A challanging problem

[sourav das]

Problem:
Let $ABC$ be an acute angled triangle with pedal triangle $DEF$. Let $P$ be the intersection of $AD$ and $EF$ and $Q$,$R$ the intersections of $AB$,$AC$ respectively with the perpendicular bisector of $PD$.
Prove that $ARDQ$ is a cyclic quadrilateral.

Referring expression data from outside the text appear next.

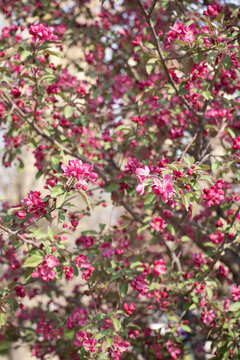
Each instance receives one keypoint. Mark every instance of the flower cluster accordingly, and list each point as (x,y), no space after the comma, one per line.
(158,224)
(86,340)
(129,308)
(77,318)
(35,205)
(217,238)
(42,33)
(46,330)
(85,241)
(215,195)
(182,32)
(235,292)
(83,264)
(213,10)
(163,189)
(159,267)
(119,346)
(68,271)
(81,171)
(45,270)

Please be honest and reply with solution that how much time you spend to solve this problem.[Or at least try until you surrender]

[*Mahi*]

Honestly , you call this one challenging!
Solution:

solve.png (17.84KiB)Viewed 2520 times

I changed the name of points as per the figure.Let $K$ be the orthocentre of $\triangle ABC$.
$AF \perp BC, JK \perp AF $
So, $JK || BC$
So,$ \triangle ABC $ & $ \triangle AJK $ is homothtical ,which takes the orthocentre $K$ of $ABC$ to point $G$ (consider $\triangle ACE$).
Now it is more than easy to see that $\angle JFK=\angle JGK =\angle BKC =180 -A$
So $AJFK$ is cyclic.
It took 7 minutes ,if you want to know.

[sourav das]

Really a nice solution. But i can't understand how to take orthocenter $K$ of $ABC$ to point $G$(Even if $\Delta ABC$ and $\Delta AJK$ are homothetic) . And what about $\Delta ACE$ ? Isn't it just a line according to your figure? Really i am not so talent as you. So it will be much better if you describe it in details.